漁業などに深刻な被害を及ぼすクラゲの大量発生が近年、世界各地で続発、水質汚染や魚の乱獲といった海の環境破壊が引き金になっているとの報告書を全米科学財団の研究チームが22日までにまとめた。
毎年のようにエチゼンクラゲが大発生する日本海も主要発生地の一つに数えられ、「直径2メートルを超えるクラゲによって、2000万ドル(約18億6000万円)以上の漁業被害が出ている」とされた。
報告書は、汚染でクラゲ以外の生物がほとんど生息できなくなった海域が世界に400カ所以上、計25万平方キロに達すると指摘。

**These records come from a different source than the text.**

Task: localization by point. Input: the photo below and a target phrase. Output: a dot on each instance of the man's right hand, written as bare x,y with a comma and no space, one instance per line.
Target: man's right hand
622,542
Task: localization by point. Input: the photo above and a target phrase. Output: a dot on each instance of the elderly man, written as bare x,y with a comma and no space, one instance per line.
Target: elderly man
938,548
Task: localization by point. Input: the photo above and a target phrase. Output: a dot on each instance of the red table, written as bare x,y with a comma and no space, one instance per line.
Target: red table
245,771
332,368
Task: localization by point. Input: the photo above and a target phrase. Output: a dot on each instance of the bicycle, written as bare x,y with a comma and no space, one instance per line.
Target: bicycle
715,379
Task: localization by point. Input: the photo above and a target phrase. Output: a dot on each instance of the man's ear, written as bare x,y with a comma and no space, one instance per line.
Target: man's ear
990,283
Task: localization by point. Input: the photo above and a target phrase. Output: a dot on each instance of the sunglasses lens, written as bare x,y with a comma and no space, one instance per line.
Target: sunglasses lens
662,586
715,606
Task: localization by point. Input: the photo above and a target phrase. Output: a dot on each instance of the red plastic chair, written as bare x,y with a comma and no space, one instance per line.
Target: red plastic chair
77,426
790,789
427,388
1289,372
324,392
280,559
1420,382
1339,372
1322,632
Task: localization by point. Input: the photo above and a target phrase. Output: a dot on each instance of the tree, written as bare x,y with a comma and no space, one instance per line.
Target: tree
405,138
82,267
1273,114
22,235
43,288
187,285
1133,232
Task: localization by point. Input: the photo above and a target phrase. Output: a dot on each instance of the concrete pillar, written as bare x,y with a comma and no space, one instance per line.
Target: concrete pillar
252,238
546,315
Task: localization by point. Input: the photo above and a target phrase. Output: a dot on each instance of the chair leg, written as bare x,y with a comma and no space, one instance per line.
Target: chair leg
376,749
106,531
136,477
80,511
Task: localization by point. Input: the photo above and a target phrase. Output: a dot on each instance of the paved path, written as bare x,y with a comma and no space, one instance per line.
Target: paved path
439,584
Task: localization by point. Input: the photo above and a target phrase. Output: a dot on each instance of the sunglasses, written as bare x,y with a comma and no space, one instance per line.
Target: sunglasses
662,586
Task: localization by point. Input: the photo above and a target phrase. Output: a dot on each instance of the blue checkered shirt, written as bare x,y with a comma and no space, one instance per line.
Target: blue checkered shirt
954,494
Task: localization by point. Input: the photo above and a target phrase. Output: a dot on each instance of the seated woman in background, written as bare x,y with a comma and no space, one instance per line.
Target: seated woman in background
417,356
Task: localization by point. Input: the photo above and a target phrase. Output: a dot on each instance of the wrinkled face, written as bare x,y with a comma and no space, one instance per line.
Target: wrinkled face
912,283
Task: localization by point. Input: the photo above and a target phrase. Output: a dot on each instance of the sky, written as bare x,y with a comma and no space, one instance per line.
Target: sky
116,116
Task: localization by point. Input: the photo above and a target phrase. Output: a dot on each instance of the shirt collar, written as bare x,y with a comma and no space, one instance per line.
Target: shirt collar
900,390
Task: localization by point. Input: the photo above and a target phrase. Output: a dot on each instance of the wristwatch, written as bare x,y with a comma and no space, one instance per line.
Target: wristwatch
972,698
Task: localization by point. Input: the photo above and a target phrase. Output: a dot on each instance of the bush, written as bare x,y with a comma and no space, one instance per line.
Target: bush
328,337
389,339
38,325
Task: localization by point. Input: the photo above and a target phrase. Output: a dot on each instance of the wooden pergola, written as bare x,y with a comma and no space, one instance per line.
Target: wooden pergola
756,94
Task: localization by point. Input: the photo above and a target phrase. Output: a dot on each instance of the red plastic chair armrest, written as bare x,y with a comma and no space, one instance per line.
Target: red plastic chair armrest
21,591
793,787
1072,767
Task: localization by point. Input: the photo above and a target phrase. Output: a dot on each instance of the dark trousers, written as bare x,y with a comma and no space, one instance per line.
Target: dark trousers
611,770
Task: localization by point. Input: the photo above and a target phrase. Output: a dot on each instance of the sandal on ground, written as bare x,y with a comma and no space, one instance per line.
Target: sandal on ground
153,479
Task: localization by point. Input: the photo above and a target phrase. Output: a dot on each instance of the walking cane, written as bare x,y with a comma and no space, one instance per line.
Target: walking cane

海洋汚染のほか、クラゲの幼生を食べる魚などが乱獲で少なくなったことが大発生につながっているとして、報告書は海の生態系保全対策の強化を各国政府に求めた。
報告書によると、クラゲの大発生がよく起きる海域は黒海や地中海、米国のハワイ沿岸やメキシコ湾、東海岸のチェサピーク湾など少なくとも世界に14カ所存在。
黒海では、船を安定させるためにタンクに入れる「バラスト水」に交ざって運ばれた外来種のクシクラゲの一種が繰り返し大発生。海水1立方メートル中にこぶし大のクラゲが1000匹以上も繁殖し、観光業や漁業に与える損害は3億5000万ドルに達するという。